Abrocitinib provided rapid and substantially greater improvements in skin clearance and quality of life compared with placebo and dupilumab in subgroups of patients with severe and/or difficult-to-treat AD. These findings support the use of abrocitinib for severe and/or difficult-to-treat AD.
ClinicalTrials.gov, NCT03720470.
传统的全身性免疫抑制剂和先进的治疗方法可改善中重度特应性皮炎(AD)的体征和症状。然而,在严重和/或难治性 AD 患者中,数据有限。在中度至重度 AD 患者接受背景局部治疗的 3 期 JADE COMPARE 试验中,每日一次阿布昔替尼 200mg 和 100mg 显著降低 AD 症状,与安慰剂相比,瘙痒反应显著改善(阿布昔替尼 200mg 组),与度普利尤单抗相比,瘙痒反应显著改善(阿布昔替尼 200mg 组)与度普利尤单抗相比,瘙痒反应显著改善(阿布昔替尼 200mg 组)在第 2 周。
本研究在后 JADE COMPARE 试验的事后分析中评估了阿布昔替尼和度普利尤单抗在严重和/或难治性 AD 患者亚组中的疗效和安全性。
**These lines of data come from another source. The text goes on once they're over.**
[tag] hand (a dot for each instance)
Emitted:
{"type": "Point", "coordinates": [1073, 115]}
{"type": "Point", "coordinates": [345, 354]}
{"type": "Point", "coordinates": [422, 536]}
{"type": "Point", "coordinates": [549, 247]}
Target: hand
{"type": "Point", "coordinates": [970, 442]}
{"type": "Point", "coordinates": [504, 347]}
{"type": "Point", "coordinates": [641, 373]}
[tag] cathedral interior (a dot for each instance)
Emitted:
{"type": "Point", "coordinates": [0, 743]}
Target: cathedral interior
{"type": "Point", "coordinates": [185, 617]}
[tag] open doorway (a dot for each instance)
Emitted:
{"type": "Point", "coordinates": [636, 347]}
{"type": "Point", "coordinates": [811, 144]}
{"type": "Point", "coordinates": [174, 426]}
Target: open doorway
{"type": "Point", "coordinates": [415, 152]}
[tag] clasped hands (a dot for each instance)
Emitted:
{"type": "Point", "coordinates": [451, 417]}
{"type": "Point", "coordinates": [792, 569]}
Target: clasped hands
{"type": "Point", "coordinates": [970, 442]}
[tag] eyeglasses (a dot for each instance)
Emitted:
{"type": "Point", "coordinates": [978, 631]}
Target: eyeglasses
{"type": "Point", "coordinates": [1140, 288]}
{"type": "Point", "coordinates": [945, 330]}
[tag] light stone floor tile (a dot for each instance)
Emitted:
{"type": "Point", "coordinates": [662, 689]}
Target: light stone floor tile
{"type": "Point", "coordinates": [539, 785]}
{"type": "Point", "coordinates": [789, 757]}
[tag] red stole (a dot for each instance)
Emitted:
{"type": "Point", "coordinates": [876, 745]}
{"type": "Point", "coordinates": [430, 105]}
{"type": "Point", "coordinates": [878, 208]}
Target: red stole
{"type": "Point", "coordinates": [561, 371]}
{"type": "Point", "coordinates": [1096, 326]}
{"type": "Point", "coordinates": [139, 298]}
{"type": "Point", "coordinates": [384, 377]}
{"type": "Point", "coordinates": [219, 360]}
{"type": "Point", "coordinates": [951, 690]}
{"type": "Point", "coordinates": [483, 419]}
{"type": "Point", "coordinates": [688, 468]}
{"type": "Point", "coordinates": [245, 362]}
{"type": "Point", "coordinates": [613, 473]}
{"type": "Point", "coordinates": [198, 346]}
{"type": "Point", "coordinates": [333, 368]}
中度至重度 AD 患者每日口服阿布昔替尼 200mg 或 100mg、度普利尤单抗 300mg 每 2 周皮下注射一次,或同时给予经批准的局部治疗药物。严重和/或难治性 AD 亚组根据基线特征进行分类[研究者全球评估(IGA)4、湿疹面积和严重程度指数(EASI)>21、对既往全身药物治疗失败或不耐受(不包括仅接受皮质类固醇的患者)、体表面积百分比(%BSA)>50、EASI 的上四分位数(EASI>38)和%BSA(%BSA>65),以及 IGA 4、EASI>21 和%BSA>50,以及既往全身药物治疗失败或不耐受(不包括仅接受皮质类固醇的患者)]。评估包括 IGA 评分 0(清除)或 1(几乎清除)和自基线至少 2 分改善,EASI 自基线至少 75%和 90%改善(EASI-75 和 EASI-90),自基线至少 4 分改善Peak Pruritus-Numerical Rating Scale(PP-NRS4),PP-NRS4 的时间,14 天 PP-NRS(第 2-15 天)的最小平方均数(LSM)变化,患者为导向的湿疹测量(POEM)和皮肤病生活质量指数(DLQI)至第 16 周。
与安慰剂相比,在所有严重和/或难治性 AD 患者亚组中,阿布昔替尼 200mg 达到 IGA 0/1、EASI-75 和 EASI-90 反应的患者比例显著更高(名义 p<0.05)。在大多数亚组中,与安慰剂相比,PP-NRS4 反应显著更大(名义 p<0.01);与阿布昔替尼 100mg(范围 5.0-17.0 天)、度普利尤单抗(范围 8.0-11.0 天)和安慰剂(范围 3.0-11.5 天)相比,达到这一反应的时间更短(范围 4.5-6.0 天)。与安慰剂相比,LSM 自基线在 POEM 和 DLQI 中的变化更大(名义 p<0.001)在所有亚组中。
与安慰剂和度普利尤单抗相比,阿布昔替尼在严重和/或难治性 AD 患者亚组中提供了更快且显著更大的皮肤清除率和生活质量改善。这些发现支持使用阿布昔替尼治疗严重和/或难治性 AD。
ClinicalTrials.gov,NCT03720470。